By “design”, I mean the
imposition of will or any other mental process on any object, substrate,
structure, or system within the environment, OR the plan for such a translation,
transcription, or imposition. To
arrange things in one’s environment according to some need, intention,
purpose, or whim constitutes “design.”
Some designs can be practical, while others can be aesthetic expressions
that can be an end in and of themselves.
When I call myself a “designer,”
I tend to be referring less to the aesthetic and more to the functional
qualities of a given system. Many
of my designs are often focused on ergonomic concerns.
For example, what makes one chair more comfortable than another? What are the architectural advantages of a vertical-walled
pyramid as compared to a sloped-wall pyramid?

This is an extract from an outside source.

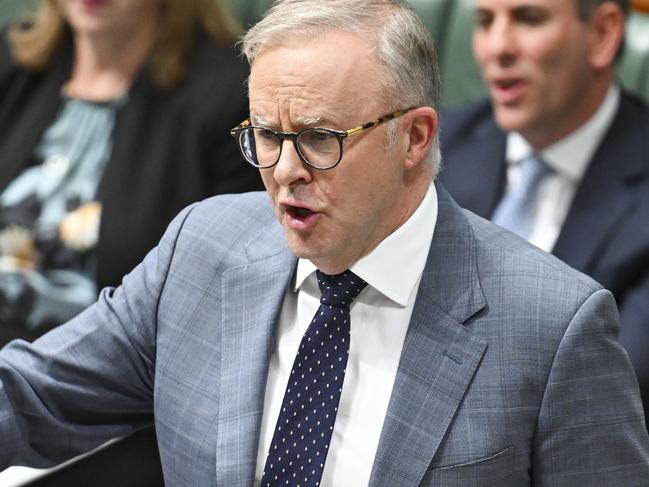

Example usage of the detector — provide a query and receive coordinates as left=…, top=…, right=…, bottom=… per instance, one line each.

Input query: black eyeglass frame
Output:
left=230, top=106, right=418, bottom=171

Etc. In other instances, my designs are devices that serve as tools
that help facilitate certain processes, such as the design for PDA to help one
be more productive.
I tend to use the word “art” for those systems in which aesthetics is being more emphasized than functionality. Thus, for me, “art” and “design” are two dimensions that can vary independently of each other. Of course, my preference would be to see them both maximized. And despite my theoretically conceptualizing them as independent dimensions, they interact in the minds of most people. That is, within the mind of an experiencer, aesthetics and functionality are generally not experienced as mutually exclusive. A “functional” design can be beautiful to some precisely BECAUSE it IS functional. To some at the extreme, that which is not functional has no beauty at all. Conversely, beauty is NOT independent of function. For example, beauty can cause attraction, which can have the function of biological reproduction. That is, even though art (or beauty) and design (functionality) CAN vary independently of the other, changes in one will TYPICALLY be correlated with changes in the other.